Они разворачиваются и шагают мимо Джека, который провожает их внимательным взглядом. Девочка, обернувшись на ходу, машет мне ручкой. Помахать в ответ я не могу, так что улыбаюсь как можно лучезарнее.
Пока они садятся в машину, у меня внутри ворочается ледяной ком. Я ведь еще могу позвать на помощь. Все еще могу. Но я молчу. А потом они уезжают, посигналив нам на прощание.
Джек, улыбаясь во все тридцать два зуба, возвращается в машину. Та заводится с пол-оборота.
– Ты блестяще выдержала испытание, Фрей, – сообщает он мне, лучась восторгом. Машина трогается с места. – Просто‐таки блестяще!
Глава сорок седьмая
Сто пятьдесят девятый день после исчезновения
Элоди Фрей
Я ожидала, что за попытку побега Джек, как обычно, накажет меня: отберет телевизор, запрет в ванной, привяжет к кровати… Но он ничего такого не сделал. Заполнил мини-холодильник продуктами и заявил, что скоро вернется. С тех пор прошло пять дней, и сейчас я сижу на полу, скрестив ноги, и наблюдаю, как в микроволновке медленно вертятся под тусклой лампочкой покупные макароны с сыром.
В душе у меня поселилась новая ненависть. Не та, что накатывает и отпускает, а та, что гложет постоянно, не умолкая ни на секунду, грызет изнутри, как кровожадный паразит. Я ненавижу не только Джека, но и себя саму. Ненавижу за то, что позволила ему настроить меня против моей же семьи, сыграть на ошибочной уверенности, будто Аду любят больше, чем меня. Ненавижу за то, что поддалась его манипуляциям и поехала в «Глицинию», сознательно оказавшись в таком положении, какое любой другой женщине в кошмарном сне не приснится. Ненавижу за то, что переспала с Джеком. И за то, что так и не смогла сбежать, хотя возможности были.
Я ненавижу себя за то, что направила на Джека ружье и попыталась пристрелить. Вот уж и впрямь – не узнаешь предел собственных возможностей, пока не подойдешь к нему вплотную. Я вспоминаю, как мы по вечерам сидели с Кэти, Айви и Оливией в нашем студенческом домике, пропахшем плесенью и быстрорастворимой лапшой, и, отложив в сторону ноутбуки и курсовые, убивали время игрой в «или-или»:
«Что ты выберешь: оглохнуть или ослепнуть?»

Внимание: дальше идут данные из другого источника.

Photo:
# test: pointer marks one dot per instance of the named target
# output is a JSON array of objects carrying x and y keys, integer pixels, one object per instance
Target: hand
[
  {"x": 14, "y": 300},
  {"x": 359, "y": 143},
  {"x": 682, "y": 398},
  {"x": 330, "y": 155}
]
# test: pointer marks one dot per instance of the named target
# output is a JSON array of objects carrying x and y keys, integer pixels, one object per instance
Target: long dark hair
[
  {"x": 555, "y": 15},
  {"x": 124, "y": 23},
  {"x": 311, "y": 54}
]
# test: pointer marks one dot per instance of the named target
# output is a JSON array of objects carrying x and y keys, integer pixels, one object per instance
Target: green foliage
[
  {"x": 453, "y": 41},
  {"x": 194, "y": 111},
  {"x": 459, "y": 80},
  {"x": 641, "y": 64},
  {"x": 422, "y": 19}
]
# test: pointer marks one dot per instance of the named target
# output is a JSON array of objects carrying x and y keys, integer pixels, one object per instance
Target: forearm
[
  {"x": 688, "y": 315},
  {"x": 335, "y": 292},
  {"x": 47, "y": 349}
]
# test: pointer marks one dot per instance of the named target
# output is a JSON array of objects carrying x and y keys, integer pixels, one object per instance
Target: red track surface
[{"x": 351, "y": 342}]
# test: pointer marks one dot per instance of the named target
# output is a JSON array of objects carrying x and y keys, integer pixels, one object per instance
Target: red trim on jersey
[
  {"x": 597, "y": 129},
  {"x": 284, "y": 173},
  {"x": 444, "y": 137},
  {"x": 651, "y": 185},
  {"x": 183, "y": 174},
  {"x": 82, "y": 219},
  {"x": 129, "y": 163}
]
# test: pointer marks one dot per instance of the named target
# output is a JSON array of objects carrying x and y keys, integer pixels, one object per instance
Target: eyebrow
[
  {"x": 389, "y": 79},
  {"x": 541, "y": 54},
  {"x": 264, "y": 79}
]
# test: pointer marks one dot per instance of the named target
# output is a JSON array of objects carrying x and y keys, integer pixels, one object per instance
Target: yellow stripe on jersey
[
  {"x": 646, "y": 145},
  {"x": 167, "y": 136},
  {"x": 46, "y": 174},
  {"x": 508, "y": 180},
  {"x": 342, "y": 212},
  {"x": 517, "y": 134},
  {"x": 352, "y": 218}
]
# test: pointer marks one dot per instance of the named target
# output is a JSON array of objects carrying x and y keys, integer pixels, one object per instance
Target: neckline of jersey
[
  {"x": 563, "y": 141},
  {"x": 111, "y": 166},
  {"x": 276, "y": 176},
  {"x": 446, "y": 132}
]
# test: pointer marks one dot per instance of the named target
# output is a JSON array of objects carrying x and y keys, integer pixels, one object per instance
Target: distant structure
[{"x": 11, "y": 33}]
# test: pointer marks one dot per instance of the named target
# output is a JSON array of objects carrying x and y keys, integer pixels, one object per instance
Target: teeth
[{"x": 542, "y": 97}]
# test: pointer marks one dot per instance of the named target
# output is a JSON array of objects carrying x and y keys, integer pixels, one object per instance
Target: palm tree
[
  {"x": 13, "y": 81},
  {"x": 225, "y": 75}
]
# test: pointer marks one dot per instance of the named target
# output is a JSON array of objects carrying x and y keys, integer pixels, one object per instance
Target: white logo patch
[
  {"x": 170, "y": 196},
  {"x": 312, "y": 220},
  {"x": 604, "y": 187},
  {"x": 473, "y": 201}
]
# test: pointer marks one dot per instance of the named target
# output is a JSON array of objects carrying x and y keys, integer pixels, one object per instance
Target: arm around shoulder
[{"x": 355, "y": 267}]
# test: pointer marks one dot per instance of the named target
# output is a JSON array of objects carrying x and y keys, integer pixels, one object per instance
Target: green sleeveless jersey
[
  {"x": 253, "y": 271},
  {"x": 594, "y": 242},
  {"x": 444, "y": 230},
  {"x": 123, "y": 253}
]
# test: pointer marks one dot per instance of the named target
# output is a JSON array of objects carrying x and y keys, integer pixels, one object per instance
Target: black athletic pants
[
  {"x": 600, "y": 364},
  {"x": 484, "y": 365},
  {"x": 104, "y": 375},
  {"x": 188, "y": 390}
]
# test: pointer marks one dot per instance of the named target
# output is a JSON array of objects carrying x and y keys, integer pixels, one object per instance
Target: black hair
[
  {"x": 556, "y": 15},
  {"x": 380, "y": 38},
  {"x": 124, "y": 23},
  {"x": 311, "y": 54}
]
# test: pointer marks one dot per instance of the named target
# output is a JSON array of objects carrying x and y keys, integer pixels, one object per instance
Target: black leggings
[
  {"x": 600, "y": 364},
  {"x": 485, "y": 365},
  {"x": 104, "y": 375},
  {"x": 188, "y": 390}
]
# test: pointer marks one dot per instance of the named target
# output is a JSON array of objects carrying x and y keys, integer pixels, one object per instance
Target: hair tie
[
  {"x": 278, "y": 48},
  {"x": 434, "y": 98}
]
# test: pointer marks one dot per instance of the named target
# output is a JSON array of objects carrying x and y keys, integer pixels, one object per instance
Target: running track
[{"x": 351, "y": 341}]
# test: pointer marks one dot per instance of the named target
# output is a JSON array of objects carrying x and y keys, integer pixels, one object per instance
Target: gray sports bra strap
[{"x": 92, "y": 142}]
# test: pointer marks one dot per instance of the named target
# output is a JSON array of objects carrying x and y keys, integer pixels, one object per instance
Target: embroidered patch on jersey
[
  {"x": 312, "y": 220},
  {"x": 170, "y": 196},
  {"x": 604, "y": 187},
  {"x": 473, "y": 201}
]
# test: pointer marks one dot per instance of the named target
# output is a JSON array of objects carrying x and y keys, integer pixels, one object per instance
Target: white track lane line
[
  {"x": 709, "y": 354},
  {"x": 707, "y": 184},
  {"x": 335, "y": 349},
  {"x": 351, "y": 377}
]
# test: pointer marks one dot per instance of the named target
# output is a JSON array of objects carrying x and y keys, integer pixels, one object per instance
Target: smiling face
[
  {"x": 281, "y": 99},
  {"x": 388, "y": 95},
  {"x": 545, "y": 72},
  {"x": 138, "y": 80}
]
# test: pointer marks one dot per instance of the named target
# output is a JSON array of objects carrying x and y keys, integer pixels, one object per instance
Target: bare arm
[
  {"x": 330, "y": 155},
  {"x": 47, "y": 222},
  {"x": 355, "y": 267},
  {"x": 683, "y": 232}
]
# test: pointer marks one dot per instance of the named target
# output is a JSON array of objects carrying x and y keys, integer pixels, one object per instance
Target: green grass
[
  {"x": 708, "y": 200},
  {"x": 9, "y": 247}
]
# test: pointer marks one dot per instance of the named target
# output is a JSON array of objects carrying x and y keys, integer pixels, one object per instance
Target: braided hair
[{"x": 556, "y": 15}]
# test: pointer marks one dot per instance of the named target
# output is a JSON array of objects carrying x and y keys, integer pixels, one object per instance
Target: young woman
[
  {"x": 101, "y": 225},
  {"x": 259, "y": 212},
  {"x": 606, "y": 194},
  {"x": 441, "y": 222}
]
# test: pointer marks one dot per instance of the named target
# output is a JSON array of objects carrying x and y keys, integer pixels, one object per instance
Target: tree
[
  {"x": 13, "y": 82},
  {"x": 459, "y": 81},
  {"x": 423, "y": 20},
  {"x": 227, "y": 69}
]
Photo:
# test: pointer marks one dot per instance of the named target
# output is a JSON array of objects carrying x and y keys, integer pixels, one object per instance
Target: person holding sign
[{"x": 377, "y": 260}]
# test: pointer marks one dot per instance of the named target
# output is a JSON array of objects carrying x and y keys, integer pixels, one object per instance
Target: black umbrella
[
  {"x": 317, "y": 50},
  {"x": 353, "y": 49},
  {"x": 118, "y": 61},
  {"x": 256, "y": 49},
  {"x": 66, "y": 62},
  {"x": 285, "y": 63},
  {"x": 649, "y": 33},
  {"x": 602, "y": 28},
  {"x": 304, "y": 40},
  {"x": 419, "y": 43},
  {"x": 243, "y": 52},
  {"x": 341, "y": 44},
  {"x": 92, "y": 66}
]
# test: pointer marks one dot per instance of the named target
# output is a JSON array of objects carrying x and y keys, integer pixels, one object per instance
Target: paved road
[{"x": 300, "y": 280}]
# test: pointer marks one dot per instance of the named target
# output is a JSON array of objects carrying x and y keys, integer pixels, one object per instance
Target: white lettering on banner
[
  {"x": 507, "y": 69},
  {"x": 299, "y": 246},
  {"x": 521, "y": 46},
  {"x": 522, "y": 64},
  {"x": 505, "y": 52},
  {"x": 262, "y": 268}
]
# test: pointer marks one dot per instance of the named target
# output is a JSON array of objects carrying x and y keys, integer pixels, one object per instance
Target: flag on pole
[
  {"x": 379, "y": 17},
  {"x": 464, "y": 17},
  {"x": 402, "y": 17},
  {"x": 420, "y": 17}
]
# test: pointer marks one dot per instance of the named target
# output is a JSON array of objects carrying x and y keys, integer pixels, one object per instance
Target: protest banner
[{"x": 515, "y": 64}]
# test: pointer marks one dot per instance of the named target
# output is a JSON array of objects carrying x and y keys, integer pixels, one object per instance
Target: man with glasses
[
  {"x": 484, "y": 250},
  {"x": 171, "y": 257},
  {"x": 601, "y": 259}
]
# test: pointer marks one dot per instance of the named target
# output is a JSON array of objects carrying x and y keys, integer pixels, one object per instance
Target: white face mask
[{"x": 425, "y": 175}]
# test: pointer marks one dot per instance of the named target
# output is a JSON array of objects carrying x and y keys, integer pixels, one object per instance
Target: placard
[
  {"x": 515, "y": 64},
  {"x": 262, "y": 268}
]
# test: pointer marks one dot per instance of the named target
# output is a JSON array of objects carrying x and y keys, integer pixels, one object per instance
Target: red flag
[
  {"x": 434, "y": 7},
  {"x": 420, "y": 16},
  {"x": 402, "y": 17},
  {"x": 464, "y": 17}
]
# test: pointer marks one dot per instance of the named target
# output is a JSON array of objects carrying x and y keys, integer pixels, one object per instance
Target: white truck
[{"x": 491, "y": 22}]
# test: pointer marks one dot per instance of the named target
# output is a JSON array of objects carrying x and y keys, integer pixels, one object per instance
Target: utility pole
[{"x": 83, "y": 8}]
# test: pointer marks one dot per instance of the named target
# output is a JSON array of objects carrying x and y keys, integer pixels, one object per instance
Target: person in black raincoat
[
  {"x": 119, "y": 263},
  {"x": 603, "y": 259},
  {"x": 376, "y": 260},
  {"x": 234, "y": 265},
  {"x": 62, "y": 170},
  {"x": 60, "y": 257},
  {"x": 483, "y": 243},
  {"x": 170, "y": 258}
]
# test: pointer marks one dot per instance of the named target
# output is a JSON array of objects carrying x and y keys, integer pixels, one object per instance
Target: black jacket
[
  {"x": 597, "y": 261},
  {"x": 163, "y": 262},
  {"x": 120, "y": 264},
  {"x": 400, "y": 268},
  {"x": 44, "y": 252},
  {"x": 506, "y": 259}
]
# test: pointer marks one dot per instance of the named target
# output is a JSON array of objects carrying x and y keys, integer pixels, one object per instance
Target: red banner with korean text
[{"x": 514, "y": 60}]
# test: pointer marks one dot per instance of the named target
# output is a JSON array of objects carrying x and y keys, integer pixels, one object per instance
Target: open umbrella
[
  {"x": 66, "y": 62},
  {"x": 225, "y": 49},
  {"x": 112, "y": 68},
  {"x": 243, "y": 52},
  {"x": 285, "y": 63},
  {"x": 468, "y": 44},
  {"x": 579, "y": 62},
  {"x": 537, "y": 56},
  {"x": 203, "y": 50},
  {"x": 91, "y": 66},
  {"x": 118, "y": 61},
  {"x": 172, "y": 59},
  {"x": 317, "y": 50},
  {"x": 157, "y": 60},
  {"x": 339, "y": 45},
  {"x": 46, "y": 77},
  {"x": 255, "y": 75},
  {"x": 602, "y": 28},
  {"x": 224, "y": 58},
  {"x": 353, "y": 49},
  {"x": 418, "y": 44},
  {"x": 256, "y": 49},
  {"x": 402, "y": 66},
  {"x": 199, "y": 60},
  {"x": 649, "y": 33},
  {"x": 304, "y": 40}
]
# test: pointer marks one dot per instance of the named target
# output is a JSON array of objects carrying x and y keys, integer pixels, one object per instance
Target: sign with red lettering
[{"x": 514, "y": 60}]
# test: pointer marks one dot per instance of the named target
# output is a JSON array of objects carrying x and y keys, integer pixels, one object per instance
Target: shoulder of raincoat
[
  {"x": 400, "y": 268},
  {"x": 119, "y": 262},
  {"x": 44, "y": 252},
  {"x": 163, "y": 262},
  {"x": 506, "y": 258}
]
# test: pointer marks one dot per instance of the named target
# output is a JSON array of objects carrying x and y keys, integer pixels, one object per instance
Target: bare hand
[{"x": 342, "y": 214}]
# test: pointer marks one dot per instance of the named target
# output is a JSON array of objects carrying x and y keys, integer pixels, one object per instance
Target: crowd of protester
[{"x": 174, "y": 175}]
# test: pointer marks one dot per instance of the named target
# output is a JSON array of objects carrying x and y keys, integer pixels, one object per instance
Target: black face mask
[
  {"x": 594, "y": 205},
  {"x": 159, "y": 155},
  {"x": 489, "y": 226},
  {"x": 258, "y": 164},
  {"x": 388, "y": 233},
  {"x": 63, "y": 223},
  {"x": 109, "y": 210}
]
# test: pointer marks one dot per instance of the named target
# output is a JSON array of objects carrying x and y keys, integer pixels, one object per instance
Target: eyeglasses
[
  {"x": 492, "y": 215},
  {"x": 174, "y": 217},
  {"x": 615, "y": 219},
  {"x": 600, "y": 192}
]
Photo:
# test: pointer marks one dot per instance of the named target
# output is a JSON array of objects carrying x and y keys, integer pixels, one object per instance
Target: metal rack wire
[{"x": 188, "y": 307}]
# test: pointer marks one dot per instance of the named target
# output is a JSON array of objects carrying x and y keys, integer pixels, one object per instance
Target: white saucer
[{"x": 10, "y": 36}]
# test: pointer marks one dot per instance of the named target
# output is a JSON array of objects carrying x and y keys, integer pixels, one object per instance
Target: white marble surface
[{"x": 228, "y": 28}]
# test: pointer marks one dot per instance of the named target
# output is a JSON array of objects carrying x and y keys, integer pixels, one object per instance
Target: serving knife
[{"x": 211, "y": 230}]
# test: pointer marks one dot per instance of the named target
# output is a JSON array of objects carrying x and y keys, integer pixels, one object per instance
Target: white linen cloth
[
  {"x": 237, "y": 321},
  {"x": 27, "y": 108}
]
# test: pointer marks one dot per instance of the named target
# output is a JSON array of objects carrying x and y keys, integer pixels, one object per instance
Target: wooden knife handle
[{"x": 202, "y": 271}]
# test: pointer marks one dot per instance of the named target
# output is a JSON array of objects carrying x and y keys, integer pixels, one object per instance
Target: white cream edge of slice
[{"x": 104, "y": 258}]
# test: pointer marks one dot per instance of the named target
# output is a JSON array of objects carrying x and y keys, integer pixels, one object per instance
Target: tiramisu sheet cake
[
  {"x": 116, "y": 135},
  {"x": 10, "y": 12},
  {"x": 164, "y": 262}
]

«Что ты выберешь: сгореть или утонуть?»
«Что ты выберешь: всегда только шептать или только кричать?»
«Что ты выберешь: пристрелить лучшего друга, чтобы сбежать из плена, или остаться в заточении навеки?»
Если бы мне задали этот последний вопрос там, в уютном студенческом домике, где дверь свободно открывается и закрывается, а прогулка по магазинам – это повседневная реальность, а не роскошь, доступная лишь по большим праздникам, я бы, конечно, выбрала второй вариант. И выбирала бы его всякий раз. Но как узнать, что ты выберешь на самом деле, если не оказаться в ситуации, когда подобный вопрос перестает быть риторическим?
Шельма громко мяукает, бодая меня в колено, и начинает мурлыкать еще до того, как я успеваю до нее дотронуться. Я чешу питомицу под челюстью и чувствую, как любовь к этой кошке проступает сквозь ледяную корку моей ненависти. В углу комнаты стоит кошачий лоток, и у меня как раз кончается гранулированный наполнитель. Когда Джек уезжает надолго, он, слава богу, оставляет герметичные пакеты, чтобы было куда пересыпать использованный. А потом выбрасывает их, когда возвращается. Шельма мается: ей тяжко сидеть в подвале дольше недели без возможности выйти. Мне перед ней стыдно, и я каждый день старательно балую ее лакомствами.